# Assortment of gold plated ewaste i put in just muriatic acid to dissolve base metals. On day 2 have alot of black sludge why?



## littlemantotempole64 (Dec 6, 2021)

I've put the Glass jar containing the gold ewaste in said picture into a crock pot and put setting at keep warm. 2 days into it and I'm seeing a lot of black sludge being formed. What is it and if there's anything I could get for further processing that be super helpful


----------



## littlemantotempole64 (Dec 25, 2021)

Still haven't gotten any replies. Not sure why but anyone's opinion would be greatly appreciated


----------



## yasin1987 (Dec 25, 2021)

I did not work with Assortment of gold plated ewaste .
But as it turns out, there is a significant amount of tin and lead that could be a problem for you.
If I were you, I would first remove the tin with sulfuric acid on Hoke's advice. (Pages 69-70-71)
Then I would strain and rinse the solution and put it in the AR.
I would also use sulfamic acid to complete the AR worked.
Sulfamic acid removes soluble nitric acid, producing sulfuric acid and precipitating lead.
Finally I filtered the solution and....
Enjoy my English


----------



## MicheleM (Dec 25, 2021)

littlemantotempole64 said:


> Still haven't gotten any replies. Not sure why but anyone's opinion would be greatly appreciated


Black (not grey) sludge could be a very fine metal powder, including copper and gold, or some insoluble salt (i.e. iron III chloride) . In my previous experiences I processed all together and then I refined the gold


----------



## yasin1987 (Dec 25, 2021)

MicheleM said:


> Black (not grey) sludge could be a very fine metal powder, including copper and gold, or some insoluble salt (i.e. iron III chloride) . In my previous experiences I processed all together and then I refined the gold


If there is a little tin in your solution, you can lose a lot of gold.


----------



## MicheleM (Dec 25, 2021)

yasin1987 said:


> If there is a little tin in your solution, you can lose a lot of gold.
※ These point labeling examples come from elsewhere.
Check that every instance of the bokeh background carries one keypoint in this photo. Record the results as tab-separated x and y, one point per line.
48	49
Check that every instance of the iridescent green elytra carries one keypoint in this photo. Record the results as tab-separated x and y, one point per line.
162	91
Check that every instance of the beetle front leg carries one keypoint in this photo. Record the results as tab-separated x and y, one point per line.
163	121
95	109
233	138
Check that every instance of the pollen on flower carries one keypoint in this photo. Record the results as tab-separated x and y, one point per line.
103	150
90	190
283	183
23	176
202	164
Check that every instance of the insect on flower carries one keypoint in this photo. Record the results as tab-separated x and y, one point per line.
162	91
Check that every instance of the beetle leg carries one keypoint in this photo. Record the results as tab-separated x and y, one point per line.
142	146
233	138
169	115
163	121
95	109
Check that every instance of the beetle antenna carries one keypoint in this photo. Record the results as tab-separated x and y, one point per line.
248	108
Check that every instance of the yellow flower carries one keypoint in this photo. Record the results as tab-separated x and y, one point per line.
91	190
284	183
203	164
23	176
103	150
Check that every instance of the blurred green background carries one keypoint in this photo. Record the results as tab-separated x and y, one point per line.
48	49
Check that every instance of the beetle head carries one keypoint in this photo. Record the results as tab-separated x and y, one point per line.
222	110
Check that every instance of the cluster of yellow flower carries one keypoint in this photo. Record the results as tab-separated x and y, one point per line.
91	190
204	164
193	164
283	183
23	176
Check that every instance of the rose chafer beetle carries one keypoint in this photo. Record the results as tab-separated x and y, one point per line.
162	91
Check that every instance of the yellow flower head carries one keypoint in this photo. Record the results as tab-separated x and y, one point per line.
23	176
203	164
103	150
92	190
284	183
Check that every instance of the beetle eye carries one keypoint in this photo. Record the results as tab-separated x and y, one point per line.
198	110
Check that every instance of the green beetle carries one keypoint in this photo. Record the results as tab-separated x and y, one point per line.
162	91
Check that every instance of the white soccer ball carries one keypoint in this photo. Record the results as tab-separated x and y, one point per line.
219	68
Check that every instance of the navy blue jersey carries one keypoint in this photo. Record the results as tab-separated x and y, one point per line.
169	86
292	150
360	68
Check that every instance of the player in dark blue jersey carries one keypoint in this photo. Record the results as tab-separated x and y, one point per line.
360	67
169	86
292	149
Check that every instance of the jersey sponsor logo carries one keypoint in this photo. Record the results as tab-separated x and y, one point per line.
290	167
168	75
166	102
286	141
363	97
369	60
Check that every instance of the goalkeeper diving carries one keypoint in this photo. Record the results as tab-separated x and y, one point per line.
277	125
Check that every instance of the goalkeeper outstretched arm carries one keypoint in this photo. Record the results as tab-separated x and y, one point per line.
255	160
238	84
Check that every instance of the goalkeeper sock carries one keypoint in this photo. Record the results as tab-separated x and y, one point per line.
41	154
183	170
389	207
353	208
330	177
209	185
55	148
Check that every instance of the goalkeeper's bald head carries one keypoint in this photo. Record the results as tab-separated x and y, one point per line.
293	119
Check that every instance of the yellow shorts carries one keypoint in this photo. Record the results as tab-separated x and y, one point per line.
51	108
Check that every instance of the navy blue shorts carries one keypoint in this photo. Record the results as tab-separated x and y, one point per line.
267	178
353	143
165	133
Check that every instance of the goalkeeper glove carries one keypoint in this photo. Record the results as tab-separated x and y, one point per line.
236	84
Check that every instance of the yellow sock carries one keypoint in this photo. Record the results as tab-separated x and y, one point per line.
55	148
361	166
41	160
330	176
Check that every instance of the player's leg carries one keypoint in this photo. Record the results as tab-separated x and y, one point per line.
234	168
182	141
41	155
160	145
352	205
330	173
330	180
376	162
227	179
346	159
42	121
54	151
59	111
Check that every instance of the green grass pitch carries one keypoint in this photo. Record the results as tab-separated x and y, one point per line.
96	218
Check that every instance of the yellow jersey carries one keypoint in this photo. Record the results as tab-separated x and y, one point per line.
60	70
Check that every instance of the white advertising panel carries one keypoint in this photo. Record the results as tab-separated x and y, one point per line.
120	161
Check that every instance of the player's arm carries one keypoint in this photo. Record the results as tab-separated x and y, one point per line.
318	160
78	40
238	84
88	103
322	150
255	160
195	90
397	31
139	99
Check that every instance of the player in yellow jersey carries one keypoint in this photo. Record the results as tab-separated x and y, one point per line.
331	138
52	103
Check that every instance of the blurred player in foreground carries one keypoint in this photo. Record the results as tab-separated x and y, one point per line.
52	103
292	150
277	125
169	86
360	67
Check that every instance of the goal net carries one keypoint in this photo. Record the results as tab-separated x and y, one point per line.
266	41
2 days in a crock pot with HCl done properly No tin will remain , except if you are processing only solders or tin balls EDIT: "if there is a little tin in your solution" , if tin is in solution, you can't loose gold, Don't you filter the solutions bearing base-metal?


----------



## yasin1987 (Dec 25, 2021)

MicheleM said:


> 2 days in a crock pot with HCl done properly No tin will remain , except if you are processing only solders or tin balls EDIT: "if there is a little tin in your solution" , if tin is in solution, you can't loose gold, Don't you filter the solutions bearing base-metal?


Hydrochloric acid can not dissolve tin. It can only turn it into dough.
Tin chloride drops are proof of this.
If you have or suspect tin, you should remove the tin with a mixture of water and sulfuric acid.


----------



## MicheleM (Dec 25, 2021)

Why is tin chloride dissolved in HCl? – Norman-Restaurant.com







www.restaurantnorman.com




My tin solder goes in solution with HCl 37pct maybe it is a miracle:


----------



## FrugalRefiner (Dec 25, 2021)

yasin1987 said:


> Hydrochloric acid can not dissolve tin. It can only turn it into dough.


Yes, it does. It is how we can make stannous chloride.

Dave


----------



## Yggdrasil (Dec 25, 2021)

yasin1987 said:


> Hydrochloric acid can not dissolve tin. It can only turn it into dough.
> Tin chloride drops are proof of this.
> If you have or suspect tin, you should remove the tin with a mixture of water and sulfuric acid.


You have some very absolute statements for someone asking a lot of questions.

Tin dissolves easy in HCl, even kind of easy in Nitric, but turns as you say to dough or paste as I would have called it.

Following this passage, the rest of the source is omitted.